For citizens and taxpayers hoping to learn about the quality of Illinois state government finances, 2019 has been a long, long wait. Illinois still hasn’t issued audited financial statements for fiscal 2018, which ended June 30 last year. In other words, the latest year for which we have audited financial statements ended more than two years ago.
Speaking of a long wait, and state government, I’ve been on hold now for more than five minutes. I’m not calling to try to get that report again. I’m actually calling the Illinois Department of Employment Security. I’m trying to find out how much money has been paid in unemployment insurance taxes on my behalf in my lifetime, and how much money, if any, I ever get back for this “insurance.” A topic for another day.
In the forthcoming (hopefully) Illinois annual financial report, Illinois will finally report an OPEB liability on its balance sheet for the first time. “OPEB” stands for “Other Post-Employment Benefits,” principally retiree health care benefit payments but also including things such as life insurance benefits.

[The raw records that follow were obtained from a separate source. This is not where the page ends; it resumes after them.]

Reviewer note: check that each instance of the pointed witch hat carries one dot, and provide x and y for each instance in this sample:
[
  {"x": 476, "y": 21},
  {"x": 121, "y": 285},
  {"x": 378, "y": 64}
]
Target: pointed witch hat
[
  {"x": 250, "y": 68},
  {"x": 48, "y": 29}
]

For decades, just like pensions, state and local governments distributed OPEB promises without funding the benefits, leading to massive liabilities that the Governmental Accounting Standards Board (GASB) allowed governments to accumulate off the balance sheet.

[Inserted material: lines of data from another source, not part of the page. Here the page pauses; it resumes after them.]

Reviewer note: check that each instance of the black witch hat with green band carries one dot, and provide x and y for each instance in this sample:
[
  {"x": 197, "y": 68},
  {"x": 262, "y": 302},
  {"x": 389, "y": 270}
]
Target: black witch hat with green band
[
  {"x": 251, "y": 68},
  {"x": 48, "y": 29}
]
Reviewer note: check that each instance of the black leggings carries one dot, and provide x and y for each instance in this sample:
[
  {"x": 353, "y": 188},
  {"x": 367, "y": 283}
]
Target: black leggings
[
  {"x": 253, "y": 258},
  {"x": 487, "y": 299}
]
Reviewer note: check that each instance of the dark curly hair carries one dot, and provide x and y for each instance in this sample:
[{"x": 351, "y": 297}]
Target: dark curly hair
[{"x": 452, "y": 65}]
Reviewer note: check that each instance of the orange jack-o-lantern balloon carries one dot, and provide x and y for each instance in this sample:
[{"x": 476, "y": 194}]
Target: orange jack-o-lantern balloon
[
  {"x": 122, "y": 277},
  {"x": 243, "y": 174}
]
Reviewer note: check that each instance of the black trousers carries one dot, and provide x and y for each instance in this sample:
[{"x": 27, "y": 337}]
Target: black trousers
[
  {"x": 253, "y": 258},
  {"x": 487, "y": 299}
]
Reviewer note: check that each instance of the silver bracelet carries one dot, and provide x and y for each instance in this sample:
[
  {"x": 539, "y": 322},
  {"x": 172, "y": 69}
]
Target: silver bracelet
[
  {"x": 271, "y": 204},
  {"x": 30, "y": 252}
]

Until the latest fiscal year, when Illinois will finally be reporting that debt on its balance sheet. We’ve been recasting state and local government balance sheets for years at Truth in Accounting to include our estimate for both pension and OPEB debts, which are now arriving on reported balance sheets with the thud of billions and billions of dollars.
Here’s a chart comparing OPEB debts for Illinois, Indiana and Michigan since 2009, based on underlying actuarial and other reports. This chart is created using Truth in Accounting’s State Data Lab, which allows you to create and share charts with others. You can see Illinois’ OPEB running above $50 billion in 2017.
In turn, coincidentally or otherwise, here’s a look at the share of outbound moves for Illinois, Indiana and Michigan reported in United Van Lines’ annual migration study. Illinois, one of the most indebted state governments in the nation, has fewer and fewer stones to try to draw blood from.